MultiSourceDatasetScaler internally runs a deterministic, augmentation-free pass over each source.

NN scalers (torch nn.Module wrappers)

The fitted sklearn scalers are saved as pickle files, but at inference time (and during training) you typically want pure PyTorch operations that live inside the model graph. nn_scalers.py provides nn.Module wrappers that extract the fitted statistics from sklearn scalers and register them as non-trainable buffers, so they move with the model across devices and are included in state_dict / ONNX exports.

Each scaler exposes both forward() (scale) and inverse() (unscale).

The composite NNDatasetScaler wraps all per-modality scalers into a single module. It takes a fitted scaler utility plus a ColumnSelection describing which columns are numerical vs categorical and applies the correct scaler to each feature column:

from f9columnar.ml.nn_scalers import NNDatasetScaler

nn_scaler = NNDatasetScaler(scaler_util, selection)

# forward: raw features -> scaled features
X_events_scaled, Xs_scaled = nn_scaler(X_events, [X_jets, X_electrons])

# inverse: scaled features -> raw features
X_events_raw, Xs_raw = nn_scaler.inverse(X_events_scaled, Xs_scaled)

Padded rows are preserved - the scaler computes a padding mask before applying transforms and restores the pad value afterwards.

ML DataLoaders

The library exposes three PyTorch Lightning DataModules built on top of the same awkward-array to tensor collate pipeline:

DataModule Source Use case
LightningHdf5DataModule one HDF5 dataset (pile files) single-source training on preconverted data
LightningRootDataModule one ROOT dataset training directly from ROOT files, no HDF5 conversion
LightningCombinedSourcesDataModule many HDF5 / ROOT sources mixed multi-source training (regions, runs, MC campaigns) from a single YAML

All three share a common collation model (CollateConfig) and produce per-modality ModalityBatch tensors organised inside a SourceBatch.

Collate configuration

CollateConfig describes how an awkward batch is converted into model-ready tensors. It is the single object that drives field selection, layout, sorting, padding, augmentation, and (for ROOT) automatic branch filtering.

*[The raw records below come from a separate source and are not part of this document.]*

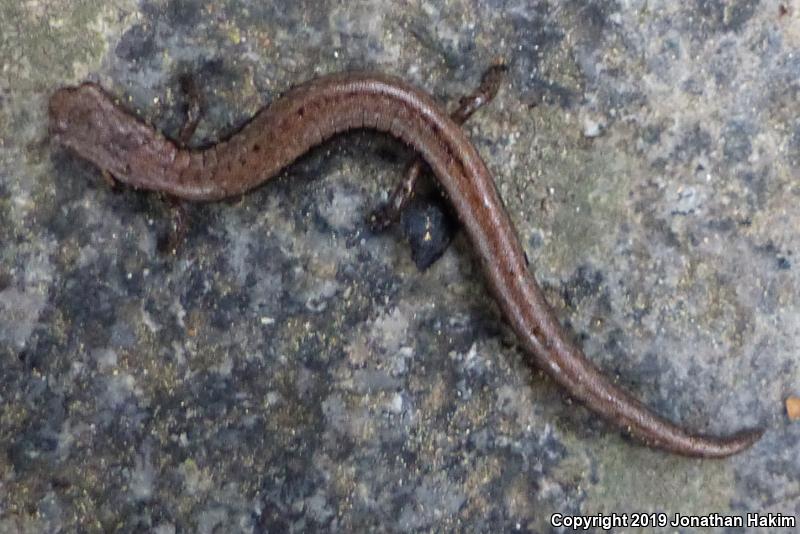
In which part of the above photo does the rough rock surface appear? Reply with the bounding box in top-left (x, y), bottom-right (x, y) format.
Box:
top-left (0, 0), bottom-right (800, 533)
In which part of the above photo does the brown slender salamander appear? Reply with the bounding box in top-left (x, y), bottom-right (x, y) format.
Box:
top-left (50, 72), bottom-right (763, 458)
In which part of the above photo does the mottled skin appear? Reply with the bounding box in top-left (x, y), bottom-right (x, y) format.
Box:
top-left (50, 73), bottom-right (762, 458)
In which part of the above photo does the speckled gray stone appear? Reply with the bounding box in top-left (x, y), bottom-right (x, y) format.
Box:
top-left (0, 0), bottom-right (800, 533)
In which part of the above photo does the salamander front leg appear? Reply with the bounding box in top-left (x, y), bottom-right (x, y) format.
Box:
top-left (156, 74), bottom-right (205, 254)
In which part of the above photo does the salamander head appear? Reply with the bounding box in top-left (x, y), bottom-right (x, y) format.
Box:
top-left (50, 83), bottom-right (174, 187)
top-left (50, 83), bottom-right (108, 148)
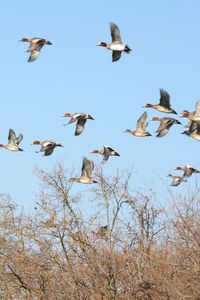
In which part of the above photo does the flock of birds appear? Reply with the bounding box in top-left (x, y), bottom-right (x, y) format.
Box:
top-left (0, 22), bottom-right (200, 186)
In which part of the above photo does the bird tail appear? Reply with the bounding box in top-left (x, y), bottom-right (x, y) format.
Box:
top-left (124, 45), bottom-right (132, 53)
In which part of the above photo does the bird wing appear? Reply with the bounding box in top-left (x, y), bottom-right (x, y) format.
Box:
top-left (8, 129), bottom-right (16, 145)
top-left (189, 121), bottom-right (200, 133)
top-left (110, 22), bottom-right (122, 44)
top-left (28, 50), bottom-right (40, 62)
top-left (103, 145), bottom-right (114, 155)
top-left (136, 111), bottom-right (148, 130)
top-left (112, 51), bottom-right (122, 62)
top-left (75, 119), bottom-right (86, 135)
top-left (68, 113), bottom-right (85, 124)
top-left (16, 133), bottom-right (23, 145)
top-left (194, 100), bottom-right (200, 117)
top-left (44, 146), bottom-right (55, 156)
top-left (102, 155), bottom-right (109, 164)
top-left (160, 89), bottom-right (170, 108)
top-left (81, 157), bottom-right (94, 177)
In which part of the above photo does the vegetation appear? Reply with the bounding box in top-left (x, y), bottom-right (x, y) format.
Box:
top-left (0, 164), bottom-right (200, 300)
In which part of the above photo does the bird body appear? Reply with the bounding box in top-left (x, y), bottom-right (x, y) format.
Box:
top-left (182, 121), bottom-right (200, 141)
top-left (152, 117), bottom-right (181, 137)
top-left (168, 174), bottom-right (187, 186)
top-left (69, 157), bottom-right (97, 184)
top-left (124, 111), bottom-right (151, 137)
top-left (175, 165), bottom-right (200, 177)
top-left (0, 129), bottom-right (23, 151)
top-left (97, 22), bottom-right (131, 62)
top-left (20, 37), bottom-right (52, 62)
top-left (32, 141), bottom-right (63, 156)
top-left (63, 113), bottom-right (94, 136)
top-left (144, 89), bottom-right (177, 114)
top-left (91, 145), bottom-right (120, 163)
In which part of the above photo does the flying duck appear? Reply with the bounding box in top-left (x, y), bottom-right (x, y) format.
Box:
top-left (0, 129), bottom-right (23, 151)
top-left (69, 157), bottom-right (97, 184)
top-left (63, 113), bottom-right (94, 135)
top-left (124, 111), bottom-right (151, 137)
top-left (144, 89), bottom-right (177, 114)
top-left (97, 22), bottom-right (131, 62)
top-left (32, 141), bottom-right (63, 156)
top-left (91, 145), bottom-right (120, 163)
top-left (151, 117), bottom-right (182, 137)
top-left (20, 37), bottom-right (52, 62)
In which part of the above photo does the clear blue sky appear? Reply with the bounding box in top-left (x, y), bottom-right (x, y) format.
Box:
top-left (0, 0), bottom-right (200, 207)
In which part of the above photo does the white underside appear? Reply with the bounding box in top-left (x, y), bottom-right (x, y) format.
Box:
top-left (108, 44), bottom-right (125, 51)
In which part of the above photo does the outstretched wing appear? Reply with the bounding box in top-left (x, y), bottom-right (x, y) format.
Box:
top-left (75, 119), bottom-right (86, 135)
top-left (28, 50), bottom-right (40, 62)
top-left (136, 111), bottom-right (148, 130)
top-left (15, 133), bottom-right (23, 145)
top-left (160, 89), bottom-right (170, 108)
top-left (8, 129), bottom-right (16, 144)
top-left (81, 157), bottom-right (94, 177)
top-left (112, 51), bottom-right (122, 62)
top-left (110, 22), bottom-right (122, 44)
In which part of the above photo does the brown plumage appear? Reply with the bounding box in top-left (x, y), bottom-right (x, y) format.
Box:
top-left (152, 117), bottom-right (182, 137)
top-left (97, 22), bottom-right (131, 62)
top-left (124, 111), bottom-right (151, 137)
top-left (20, 37), bottom-right (52, 62)
top-left (144, 89), bottom-right (177, 114)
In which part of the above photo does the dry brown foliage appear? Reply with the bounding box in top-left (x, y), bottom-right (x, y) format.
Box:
top-left (0, 164), bottom-right (200, 300)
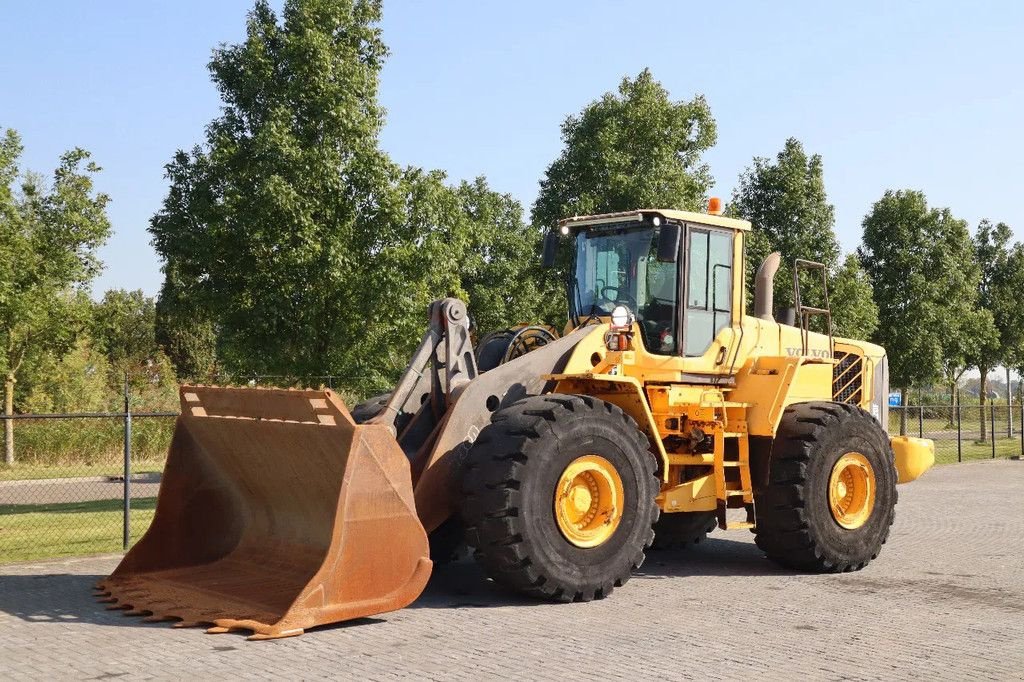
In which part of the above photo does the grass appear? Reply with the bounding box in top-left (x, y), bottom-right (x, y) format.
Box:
top-left (933, 431), bottom-right (1021, 464)
top-left (0, 459), bottom-right (164, 482)
top-left (0, 498), bottom-right (157, 564)
top-left (0, 418), bottom-right (174, 471)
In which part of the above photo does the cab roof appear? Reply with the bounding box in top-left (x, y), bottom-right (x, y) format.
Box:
top-left (558, 209), bottom-right (751, 231)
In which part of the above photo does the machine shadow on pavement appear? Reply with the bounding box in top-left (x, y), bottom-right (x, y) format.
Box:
top-left (0, 537), bottom-right (796, 629)
top-left (408, 537), bottom-right (800, 608)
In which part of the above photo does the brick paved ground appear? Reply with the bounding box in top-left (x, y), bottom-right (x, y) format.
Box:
top-left (0, 461), bottom-right (1024, 680)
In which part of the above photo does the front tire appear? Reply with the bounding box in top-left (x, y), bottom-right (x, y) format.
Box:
top-left (755, 402), bottom-right (897, 572)
top-left (462, 394), bottom-right (659, 601)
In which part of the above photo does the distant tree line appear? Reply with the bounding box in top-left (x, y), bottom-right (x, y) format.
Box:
top-left (0, 0), bottom-right (1024, 462)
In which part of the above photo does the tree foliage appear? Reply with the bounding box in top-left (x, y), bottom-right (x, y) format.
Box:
top-left (728, 137), bottom-right (878, 339)
top-left (151, 0), bottom-right (537, 386)
top-left (0, 130), bottom-right (110, 463)
top-left (90, 289), bottom-right (160, 377)
top-left (532, 69), bottom-right (717, 227)
top-left (964, 220), bottom-right (1024, 430)
top-left (530, 69), bottom-right (718, 324)
top-left (859, 190), bottom-right (990, 389)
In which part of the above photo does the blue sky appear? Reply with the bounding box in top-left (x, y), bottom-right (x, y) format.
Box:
top-left (0, 0), bottom-right (1024, 294)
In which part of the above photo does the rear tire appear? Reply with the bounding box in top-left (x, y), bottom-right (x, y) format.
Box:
top-left (461, 394), bottom-right (659, 601)
top-left (755, 402), bottom-right (897, 572)
top-left (651, 512), bottom-right (718, 550)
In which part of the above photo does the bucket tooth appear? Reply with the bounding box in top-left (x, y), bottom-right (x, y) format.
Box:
top-left (97, 386), bottom-right (432, 639)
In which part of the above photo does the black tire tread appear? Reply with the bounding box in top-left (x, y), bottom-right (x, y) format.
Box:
top-left (755, 402), bottom-right (897, 572)
top-left (461, 394), bottom-right (660, 601)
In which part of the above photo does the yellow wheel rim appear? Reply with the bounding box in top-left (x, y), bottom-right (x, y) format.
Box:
top-left (555, 455), bottom-right (624, 547)
top-left (828, 453), bottom-right (874, 529)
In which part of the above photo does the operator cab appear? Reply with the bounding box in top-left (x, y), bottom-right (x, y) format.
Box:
top-left (545, 207), bottom-right (750, 357)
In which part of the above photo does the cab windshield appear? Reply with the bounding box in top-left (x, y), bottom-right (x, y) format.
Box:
top-left (571, 227), bottom-right (679, 355)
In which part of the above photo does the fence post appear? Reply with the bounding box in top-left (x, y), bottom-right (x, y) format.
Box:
top-left (122, 372), bottom-right (131, 550)
top-left (956, 403), bottom-right (964, 462)
top-left (988, 400), bottom-right (995, 460)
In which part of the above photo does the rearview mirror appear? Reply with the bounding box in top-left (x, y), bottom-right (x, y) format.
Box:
top-left (657, 222), bottom-right (683, 263)
top-left (541, 229), bottom-right (558, 267)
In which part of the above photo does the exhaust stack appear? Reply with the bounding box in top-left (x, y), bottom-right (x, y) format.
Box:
top-left (754, 251), bottom-right (782, 322)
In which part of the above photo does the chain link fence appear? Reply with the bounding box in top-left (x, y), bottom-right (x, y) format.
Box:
top-left (0, 393), bottom-right (1024, 564)
top-left (889, 404), bottom-right (1024, 464)
top-left (0, 375), bottom-right (380, 564)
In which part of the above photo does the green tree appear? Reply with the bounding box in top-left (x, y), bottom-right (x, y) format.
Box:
top-left (728, 137), bottom-right (878, 339)
top-left (828, 253), bottom-right (879, 339)
top-left (25, 334), bottom-right (113, 413)
top-left (859, 190), bottom-right (984, 411)
top-left (154, 264), bottom-right (217, 383)
top-left (530, 69), bottom-right (718, 325)
top-left (151, 0), bottom-right (402, 382)
top-left (965, 220), bottom-right (1024, 440)
top-left (0, 130), bottom-right (110, 465)
top-left (90, 289), bottom-right (159, 378)
top-left (151, 0), bottom-right (541, 390)
top-left (531, 69), bottom-right (717, 228)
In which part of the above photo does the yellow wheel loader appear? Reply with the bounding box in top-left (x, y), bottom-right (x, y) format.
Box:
top-left (98, 201), bottom-right (934, 639)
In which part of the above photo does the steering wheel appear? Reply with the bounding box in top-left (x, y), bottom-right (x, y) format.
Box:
top-left (601, 287), bottom-right (637, 313)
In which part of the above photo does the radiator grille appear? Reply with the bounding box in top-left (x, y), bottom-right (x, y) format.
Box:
top-left (833, 352), bottom-right (864, 404)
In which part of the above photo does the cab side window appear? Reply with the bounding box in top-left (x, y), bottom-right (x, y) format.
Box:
top-left (683, 229), bottom-right (732, 356)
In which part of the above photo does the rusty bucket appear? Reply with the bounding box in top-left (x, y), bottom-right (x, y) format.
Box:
top-left (97, 386), bottom-right (431, 639)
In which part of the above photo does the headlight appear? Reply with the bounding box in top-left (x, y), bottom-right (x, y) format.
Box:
top-left (611, 305), bottom-right (636, 328)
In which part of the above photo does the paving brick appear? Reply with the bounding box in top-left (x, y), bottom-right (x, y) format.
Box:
top-left (0, 461), bottom-right (1024, 680)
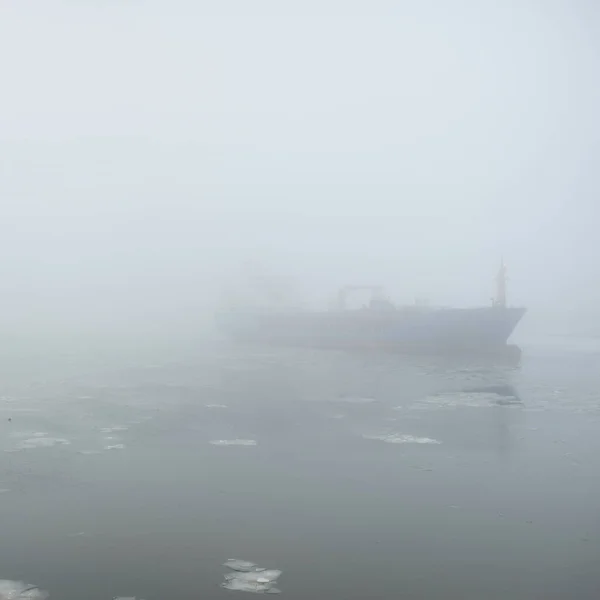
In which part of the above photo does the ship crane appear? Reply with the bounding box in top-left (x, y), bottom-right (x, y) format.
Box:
top-left (493, 260), bottom-right (506, 308)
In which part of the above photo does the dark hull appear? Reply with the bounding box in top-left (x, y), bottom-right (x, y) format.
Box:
top-left (217, 307), bottom-right (525, 352)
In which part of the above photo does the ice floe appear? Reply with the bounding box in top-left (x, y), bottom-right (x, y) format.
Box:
top-left (100, 425), bottom-right (129, 433)
top-left (334, 396), bottom-right (377, 404)
top-left (209, 439), bottom-right (257, 446)
top-left (221, 558), bottom-right (281, 594)
top-left (17, 437), bottom-right (71, 450)
top-left (363, 433), bottom-right (442, 444)
top-left (0, 579), bottom-right (48, 600)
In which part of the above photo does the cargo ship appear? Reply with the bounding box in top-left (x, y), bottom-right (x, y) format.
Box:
top-left (217, 263), bottom-right (526, 352)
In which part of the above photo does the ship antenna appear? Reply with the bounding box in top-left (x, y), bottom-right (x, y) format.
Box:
top-left (494, 259), bottom-right (506, 308)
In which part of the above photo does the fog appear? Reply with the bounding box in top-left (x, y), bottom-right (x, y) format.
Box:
top-left (0, 0), bottom-right (600, 333)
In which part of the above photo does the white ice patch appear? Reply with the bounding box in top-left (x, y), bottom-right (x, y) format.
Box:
top-left (221, 558), bottom-right (281, 594)
top-left (0, 579), bottom-right (48, 600)
top-left (363, 433), bottom-right (442, 444)
top-left (16, 437), bottom-right (71, 450)
top-left (223, 558), bottom-right (256, 573)
top-left (208, 439), bottom-right (257, 446)
top-left (100, 425), bottom-right (129, 433)
top-left (334, 396), bottom-right (377, 404)
top-left (408, 392), bottom-right (502, 410)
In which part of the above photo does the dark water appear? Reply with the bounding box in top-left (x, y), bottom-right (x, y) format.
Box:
top-left (0, 341), bottom-right (600, 600)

from f9columnar.ak_collate_fn import CollateConfig

collate_config = CollateConfig(
    # per-modality field selection - modality names must match the HDF5
    # object groups (or are arbitrary group names when loading from ROOT)
    modalities={
        "events":    ["mll", "met", "metphi", "nbjets"],
        "jets":      ["jet_pt", "jet_eta", "jet_phi", "jet_e"],
        "electrons": ["el_pt", "el_eta", "el_phi"],
    },
    # extra fields that travel with each batch but are NOT fed to the model
    # (labels, weights, eventNumber for stage splitting, ...), available via
    # `ModalityBatch.metadata`
    modalities_metadata={"events": ["eventWeight", "eventNumber", "y", "w"]},
    layout="varlen",                      # "varlen" (packed + cu_seqlens) or "padding" (2D + valid)
    max_lengths={"jets": 12},             # only used when layout="padding"
    pad_values={"jets": 0.0},             # only used when layout="padding"
    sort_by_variable={"jets": "jet_pt"},  # optional descending sort per modality
    combine_varlen_objects=True,          # attach cross-modality reorder perm in metadata
    augmentations={...},                  # see "Data augmentation" below
)

Layouts. With layout="varlen" each jagged modality returns a packed 1D tensor of shape (total_objects,) plus a cu_seqlens index (B+1,), flat fields are (B,) tensors. With layout="padding" jagged modalities return (B, max_length) tensors plus a boolean valid mask of the same shape.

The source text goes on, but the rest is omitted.